Он в таких случаях говорил «голубчик, не стоит», объяснял или притворялся, что объясняет нестрашную истину. А тут он ничего более не добавил. Он подумал про себя, что нужно оперировать и оттягивать операцию нельзя. Деборов не только не набрался сил — после крови и плазмы, после всего, что ему влили, а, наоборот, терял ее, эту свою силу.
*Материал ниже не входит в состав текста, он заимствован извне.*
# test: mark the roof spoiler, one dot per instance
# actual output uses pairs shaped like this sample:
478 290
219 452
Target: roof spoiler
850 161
И Дмитриев, как ему показалось, понял, что происходит здесь с этим человеком.

— Я уберу это у вас, успокойтесь, — сказал Дмитриев. — Я убрал бы все это раньше, но нам, — он сказал не мне, а нам, — хотелось укрепить вас. — И он улыбнулся ему — Деборову, хотя вовсе не собирался этого делать.

— Когда? — отрывисто и сухо спросил Деборов.

— Ну, допустим, послезавтра, — ответил Дмитриев. — Можно было бы и завтра, но вам нужно успокоиться. Вот возьмите и настройтесь.

— Хорошо, — ответил Деборов. — Чем скорее…

Это была пуля. Дмитриеву пришлось повозиться, выделяя новообразование — в трудном месте оно возникло. Санитарочка, когда он, отделив часть препарата ни гистологию, бросил остальное в тазик, хотела убрать этот тазик, Дмитриев сказал:

— Не трогайте, для коллекции сохраним. Вы же знаете нашу коллекцию?

Коллекцию здесь знали — более сотни самых неожиданных предметов понадоставали за те шесть лет, что существовала эта клиника. И Дмитриев держал все это в коробках из-под лекарств у себя в профессорском кабинете в шкафу. Там были осколки снарядов и мин, были камни и монеты, были обломки лезвий и дробины, были пыжи и вилка, там был и обломок бычиного рога — боднул как-то чуть не насквозь своего скотника бычище.

Выходил после операции Деборов неожиданно четко и твердо. Дмитриев ожидал, что тот будет капризничать, киснуть, что его надо будет поворачивать, чтобы не возникло застойных очагов в легких и т. д., что бывает в том случае, если человек после операции малоактивен. Деборов прекрасно ел, возился, кряхтел и посапывал, словно проверяя, не осталось ли той старой грозной боли в его груди. Боль была. Но она была какая-то радостная, снаружи, болели швы, болели пересеченные ребра, но они заживали с каждым часом, и Дмитриев отменил сначала промедол, потом и другие анальгетики. На шестой день Деборов пошел. Дмитриев стремительно летел по клиническому коридору, к главному врачу — ругаться. И чуть не сшиб Деборова. Тот, перекошенный, с дренажной банкой в кармане пижамы, брел в курилку.